Asher on Aspen: When in Rome |

Asher on Aspen: When in Rome

Shannon Asher
Asher on Aspen


(Denver Post)

I will never forget the first time I visited Ireland. Upon landing in Dublin, my friends and I went straight to a pub to celebrate our arrival. The bartender asked, “What’ll you have my dear?” Immediately falling in love with his accent, I stuttered for a moment and eventually asked for a Blue Moon without thinking. His eyebrows lowered and his face looked confused. “You’re in Ireland my dear. You’ll have a Guinness.” He proceeded to pour my pint without looking for approval. I remember thinking, “when in Ireland.”

The commonly used English proverb “when in Rome, do as the Romans do” has since been a life motto for me. It’s such a cliché nowadays, but where did it come from? And who said it first? The phrase can be traced back to the 4th century AD.

Having attended a Catholic school for 12 years, the story behind the phrase’s origins is an anecdote that has always stuck with me: Saint Augustine moved to Milan to become a professor of rhetoric. Unlike his previous church in Rome, he discovered that the congregation in Milan didn’t fast on Saturdays. Saint Ambrose, the bishop of Milan at the time, advised Augustine, saying: “When I go to Rome, I fast on Saturday, but here I do not. Do you also follow the custom of whatever church you attend, if you do not want to give or receive scandal?”

In other words, there will be local customs and traditions in any foreign land that you visit so try to adapt to their way of life out of respect for the native people. Embrace the culture and step out of your comfort zone. Break away from the daily routine and do things that you might not typically do. The phrase is about people and their folklore, and it can be related to a variety of situations in everyday life.

On a recent weekend trip to Denver, this proverb was on my mind more than usual. I engaged in the city’s annual Oktoberfest celebration, danced the night away at a country music honky-tonk, cheered on the Denver Broncos at Mile High Stadium, and attended a fancy, five-course meal at the Denver Food + Wine Festival.
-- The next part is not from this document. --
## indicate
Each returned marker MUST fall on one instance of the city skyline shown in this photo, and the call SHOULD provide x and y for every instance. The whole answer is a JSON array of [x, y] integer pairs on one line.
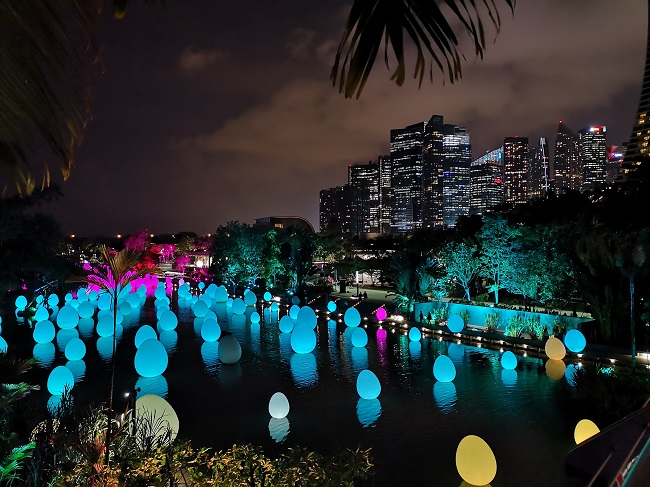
[[186, 137]]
While wandering around Oktoberfest, we encountered many bizarre German traditions. My friends and I witnessed a stein holding competition, a game of keg bowling, and a crowd of people participating in chicken-dance contests. Women wore the time-honored dirndl dresses and men donned leather lederhosen shorts. We ate bratwurst and sauerkraut paired with a variety of beers while we polka-danced our way through a live band playing traditional German music.

After the festival, we made our way to Grizzly Rose Saloon and Country Hall. Here, you will find the biggest country music fans in the state of Colorado. The enormous dance floor is the heart of the establishment, where patrons gather to learn two-step routines. This bar is about dancing more than anything else. There is different choreography for nearly every country song out there, and the Grizzly Rose regulars seem to know them all. As Julie Andrews would say, “I could have danced all night.”

The next day, on a whim, we decided to attend a Denver Broncos football game. It was a 2 p.m. game, and it wasn’t until a half hour before while sitting at lunch that we spontaneously bought tickets. We were lucky enough to secure seats in the 100 section in the eighth row for only $70 a piece—a deal that was too good to pass up. Once in the stadium, I immediately purchased a blue and orange shirt to help support my state’s team. We made a lot of noise and cheered on the Broncos enthusiastically while making every attempt to get noticed on the jumbotron.

The last soiree that made the weekend special was the food festival’s signature Dinner Under the Stars event. This lavish evening offered us the chance to indulge in a five-course dinner at the beautiful Ellie Caulkins Opera House in the Denver Performing Arts Complex. Each course was one mouth-watering delight after another. I don’t typically eat black cod miso or Peking duck breast, but when in Denver celebrating the restaurant industry, I reasoned I should try everything.

Can you imagine if I would have drank wine at Oktoberfest, declined to dance at Grizzly Rose, or wore a Cowboys shirt to a Broncos game? Or, what if I refused to learn how to ski upon moving to Aspen? My experience in all these situations would have been completely different and very limited if I would have resisted the culture. Following the status quo to learn about a new way of life is a great way to escape your comfort zone and try new things. How boring would life be if we just stuck to what was familiar and we never ventured out to experience life in someone else’s shoes?